Kuat yang aku maksud disini itu dia sangat berdampak pada penonton —seperti aku. Dalam buku, yang aku dengar karakter nya sangat bossy, tukang marah, super egois dan menyebalkan. Sehingga banyak orang membenci karakternya. Tapi sejak awal aku seperti bisa memahami bagaimana perasaannya. Dari awal pun aku tahu dia tidak akan bisa lagi mencintai. Kemampuan itu menghilang bersamaan dengan kemampuannya untuk berjalan. Di film, Sam Claflin menerjemahkan karakter itu dengan begitu baiknya. Sehingga aku tidak marah ketika Will menolak perasaan Lou. It's heartbreaking scene —yes, of course. But it's the truth. Sejak awal dia tidak memberikan harapan apapun untuk Lou. Dia hanya sangat bersyukur dengan kehadiran Lou. He cherish her. Dia menyukai kenyataan bahwa kehadiran Lou menjadikan sisa waktu hidupnya begitu menyenangkan. Dia hanya hidup untuk waktu-waktu itu saja. 


Tapi kehidupan lamanya adalah seluruh inti dirinya. Dia menunjukkan perdamaiannya dengan mantannya ketika dia menghadiri pernikahan mantan-nya. Tapi dia tidak pernah berdamai dengan masa lalunya —dengan dirinya yang lama. Yes, Lou change his heart for a bit. But not his decision. And Will never let anyone change his decision. Will menjelaskan semua itu pada Lou dengan sangat jujur dan terbuka. I really love that part! Terutama bagian ketika Will bilang "And when I see you naked and I can't do what I want to do with you..."wow he's really honest. He got the point!


"You can't change who people are. You love them" Lou's Dad.

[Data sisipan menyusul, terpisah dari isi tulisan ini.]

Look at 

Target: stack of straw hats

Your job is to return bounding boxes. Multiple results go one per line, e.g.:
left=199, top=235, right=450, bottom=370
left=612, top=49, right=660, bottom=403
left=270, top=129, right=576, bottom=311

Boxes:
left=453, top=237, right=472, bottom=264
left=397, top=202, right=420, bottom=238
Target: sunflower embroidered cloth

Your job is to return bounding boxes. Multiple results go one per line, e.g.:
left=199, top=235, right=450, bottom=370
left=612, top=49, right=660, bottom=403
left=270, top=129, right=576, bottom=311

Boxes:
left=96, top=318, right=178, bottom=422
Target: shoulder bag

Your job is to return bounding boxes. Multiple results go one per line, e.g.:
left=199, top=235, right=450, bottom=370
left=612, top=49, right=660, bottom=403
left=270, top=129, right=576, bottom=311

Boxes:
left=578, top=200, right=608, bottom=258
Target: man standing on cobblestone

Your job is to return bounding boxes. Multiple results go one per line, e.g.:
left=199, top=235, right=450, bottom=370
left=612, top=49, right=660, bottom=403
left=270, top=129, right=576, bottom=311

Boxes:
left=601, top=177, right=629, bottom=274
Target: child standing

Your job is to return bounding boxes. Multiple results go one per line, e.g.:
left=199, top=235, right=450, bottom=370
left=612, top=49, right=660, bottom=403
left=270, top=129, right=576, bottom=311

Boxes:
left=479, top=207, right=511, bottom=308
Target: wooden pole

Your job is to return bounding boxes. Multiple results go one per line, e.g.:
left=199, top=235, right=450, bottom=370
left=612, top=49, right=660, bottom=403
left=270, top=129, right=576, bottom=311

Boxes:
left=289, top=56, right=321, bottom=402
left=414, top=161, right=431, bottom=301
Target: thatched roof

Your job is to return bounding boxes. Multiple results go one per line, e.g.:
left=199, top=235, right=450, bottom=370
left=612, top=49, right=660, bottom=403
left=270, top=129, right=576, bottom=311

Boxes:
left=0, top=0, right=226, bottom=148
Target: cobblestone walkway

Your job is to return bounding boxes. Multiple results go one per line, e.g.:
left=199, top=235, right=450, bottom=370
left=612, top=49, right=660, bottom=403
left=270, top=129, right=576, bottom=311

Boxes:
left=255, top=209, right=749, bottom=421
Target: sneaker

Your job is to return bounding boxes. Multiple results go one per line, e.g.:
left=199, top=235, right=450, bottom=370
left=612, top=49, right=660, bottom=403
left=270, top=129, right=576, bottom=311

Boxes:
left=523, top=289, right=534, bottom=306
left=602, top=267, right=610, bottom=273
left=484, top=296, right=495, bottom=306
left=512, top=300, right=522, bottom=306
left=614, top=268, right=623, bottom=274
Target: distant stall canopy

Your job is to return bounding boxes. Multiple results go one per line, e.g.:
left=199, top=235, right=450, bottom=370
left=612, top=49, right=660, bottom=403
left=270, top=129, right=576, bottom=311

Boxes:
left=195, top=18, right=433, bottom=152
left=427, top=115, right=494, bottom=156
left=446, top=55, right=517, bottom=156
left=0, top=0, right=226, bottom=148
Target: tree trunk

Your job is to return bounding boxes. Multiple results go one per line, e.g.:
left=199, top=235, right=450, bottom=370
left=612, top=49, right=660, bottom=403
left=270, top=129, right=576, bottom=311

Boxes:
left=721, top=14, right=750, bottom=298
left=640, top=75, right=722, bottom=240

Maka dari itu kata-kata ayah Lou yang akhirnya mengubah keputusan Lou. Bukan sebaliknya. Recently, I can get along with this kind of story. Bittersweet story. Cerita ini dari awal memang sudah suram, dan aku menyukai fakta bahwa pengarangnya tidak membuat happy ending hanya untuk menghibur pembaca. She's on track with her story and with her main character. Buatku karakter utama dalam cerita ini adalah Will. Bukan Lou dan Will. Hanya Will. Sebenarnya agak sedikit gimana gitu buatku, karena seharusnya kan ini bercerita tentang Lou. Bagaimana kehidupan Lou berubah setelah ketemu Will, tapi entah kenapa buatku yang attractive malah Will-nya. Efek Sam Claflin ini pasti :D 

And I like how Jojo Moyes end the story of Will. Even dalam dunia nyata, aku pasti sangat menentang hal-hal seperti ini. But for the sake of the story —only for the story in the movie (or book), I agree ^^ Memang sedikit dilemma sih, karena kita seperti dipaksa menyukai hal-hal yang kurang bermoral lewat cerita ini. Jadi aku lebih menitik beratkan secara fiksi bukan secara nyata. It's okay to make any kind of story in the movie (or in the book), but in reality we really need to be careful. Jangan sampai hal-hal di film atau buku kita telan mentah-mentah hanya karena di buku (atau film) hal itu terlihat indah. Be a smart reader! Be a smart audience
  

Well, ternyata ini jadi lebih dari satu paragraf hahahaha. I'm sorry >.< Untuk lokasi-lokasi dalam film-nya aku acungi jempol memang super bagus. Aku suka benteng-benteng macam Hogwarts yang ada di film ini. Dan karena mereka diceritakan berkebangsaan Inggris, aku sangat menikmati logat british mereka sepanjang film. Dari dulu aku selalu menyukai logat orang british. Buatku itu terdengar elegan dan keren di saat yang bersamaan :)). At last, if you like love story with some bittersweet ending, this is it. You're gonna love Me Before You.  I hope my review is helpful to you. Happy Watching and See ya...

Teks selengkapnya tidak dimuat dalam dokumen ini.